The financial market has experienced a reduction in interest rates from 5.25-5.5 percent to 4.25-4.5 percent, and now anticipates one or two additional cuts. Investors are watching fiscal and tariff policies to forecast inflation and the Federal Reserve's stance. As 2025 progresses, they are focusing on the policies of the upcoming presidential administration and its impact on the markets.
The U.S. economy starts the year strong, after a 3 percent growth in 2024 primarily driven by consumption. Although uncertainties about the deficit and tariffs persist, this could affect long-term bond investment. Regarding stocks, a more diversified sector leadership is expected in 2025, with potential opportunities in case tariffs are mispriced.
Global fixed income remains a crucial component of investment portfolios, providing protection in an uncertain environment and attractive yields, especially in corporate credit. The outlook for U.S. stocks seems positive, supported by a resilient economy and strong earnings growth, projected at a 14 percent increase in S&P 500 earnings.
Despite the favorable outlook for 2025, uncertainties remain about U.S. policies, stimulus in China, and geopolitical risks. On the other hand, the year 2024 was excellent for global equity markets, with the MSCI All Country World Index recording an 18 percent increase, mainly driven by the U.S. In the global fixed income space, turbulence was experienced, with volatility in bonds due to fiscal concerns and growth in some regions.

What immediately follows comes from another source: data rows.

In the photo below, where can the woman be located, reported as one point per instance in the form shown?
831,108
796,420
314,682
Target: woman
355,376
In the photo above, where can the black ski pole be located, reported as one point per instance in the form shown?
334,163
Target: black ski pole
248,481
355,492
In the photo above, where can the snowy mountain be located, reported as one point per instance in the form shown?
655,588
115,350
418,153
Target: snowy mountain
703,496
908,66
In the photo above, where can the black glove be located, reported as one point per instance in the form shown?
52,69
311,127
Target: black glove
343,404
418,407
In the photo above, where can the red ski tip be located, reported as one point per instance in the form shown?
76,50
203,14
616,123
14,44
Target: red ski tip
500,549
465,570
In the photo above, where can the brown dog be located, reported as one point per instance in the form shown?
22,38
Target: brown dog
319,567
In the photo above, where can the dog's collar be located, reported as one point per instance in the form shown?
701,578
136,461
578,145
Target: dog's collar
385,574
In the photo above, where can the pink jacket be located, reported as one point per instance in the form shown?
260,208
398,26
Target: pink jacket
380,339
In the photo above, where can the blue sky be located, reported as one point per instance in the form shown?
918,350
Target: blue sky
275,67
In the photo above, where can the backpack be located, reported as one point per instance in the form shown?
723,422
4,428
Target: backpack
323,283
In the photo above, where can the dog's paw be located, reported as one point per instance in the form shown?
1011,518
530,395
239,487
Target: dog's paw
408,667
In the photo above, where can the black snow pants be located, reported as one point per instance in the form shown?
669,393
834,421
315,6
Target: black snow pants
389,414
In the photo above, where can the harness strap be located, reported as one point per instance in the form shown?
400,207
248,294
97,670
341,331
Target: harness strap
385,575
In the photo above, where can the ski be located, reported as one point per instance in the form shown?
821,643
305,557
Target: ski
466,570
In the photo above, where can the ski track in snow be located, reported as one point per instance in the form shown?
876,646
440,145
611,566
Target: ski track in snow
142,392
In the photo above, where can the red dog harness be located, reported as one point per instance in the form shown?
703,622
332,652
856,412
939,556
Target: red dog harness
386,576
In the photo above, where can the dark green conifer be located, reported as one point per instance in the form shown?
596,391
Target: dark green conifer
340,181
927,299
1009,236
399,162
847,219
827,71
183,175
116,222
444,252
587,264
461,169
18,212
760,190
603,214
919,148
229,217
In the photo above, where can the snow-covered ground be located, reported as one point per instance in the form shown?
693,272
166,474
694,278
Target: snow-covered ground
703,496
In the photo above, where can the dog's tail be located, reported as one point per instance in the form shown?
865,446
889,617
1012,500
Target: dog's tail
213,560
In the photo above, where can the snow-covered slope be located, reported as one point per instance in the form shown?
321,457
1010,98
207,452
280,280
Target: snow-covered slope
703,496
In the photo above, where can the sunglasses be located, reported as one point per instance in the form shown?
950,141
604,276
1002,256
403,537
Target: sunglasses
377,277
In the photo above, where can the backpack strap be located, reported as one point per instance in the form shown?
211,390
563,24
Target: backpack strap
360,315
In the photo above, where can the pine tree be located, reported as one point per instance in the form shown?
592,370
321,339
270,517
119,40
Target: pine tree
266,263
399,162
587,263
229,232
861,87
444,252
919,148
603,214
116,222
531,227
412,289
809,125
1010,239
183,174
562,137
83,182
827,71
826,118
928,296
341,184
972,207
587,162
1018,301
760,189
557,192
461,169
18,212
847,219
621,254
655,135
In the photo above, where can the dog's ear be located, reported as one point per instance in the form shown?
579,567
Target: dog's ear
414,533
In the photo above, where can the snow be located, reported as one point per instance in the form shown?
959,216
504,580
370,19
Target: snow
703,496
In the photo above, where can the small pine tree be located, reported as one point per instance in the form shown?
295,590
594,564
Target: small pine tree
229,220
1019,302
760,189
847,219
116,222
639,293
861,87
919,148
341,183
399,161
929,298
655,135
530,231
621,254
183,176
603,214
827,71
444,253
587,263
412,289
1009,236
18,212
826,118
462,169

The U.S. is expected to maintain a cautious approach regarding investments in Chinese stocks, especially in light of tariff escalation threats. Markets have already reacted to this scenario with an increase in 10-year Treasury yields. On the other hand, fiscal measures and other policies could generate inflationary pressures, leading the Federal Reserve to be more cautious in cutting interest rates.
To maintain a long-term perspective and seek global diversification as a primary strategy, investors must be attentive to signals amid uncertainty. In other regions such as Mexico, Canada, and Europe, tariffs could be used as negotiation tools on various issues. The fiscal discussion for 2025 will focus on extending policies like the Tax Cuts and Jobs Act. China, for its part, was an important focal point, with a solid economy and earnings growth driving the S&P 500.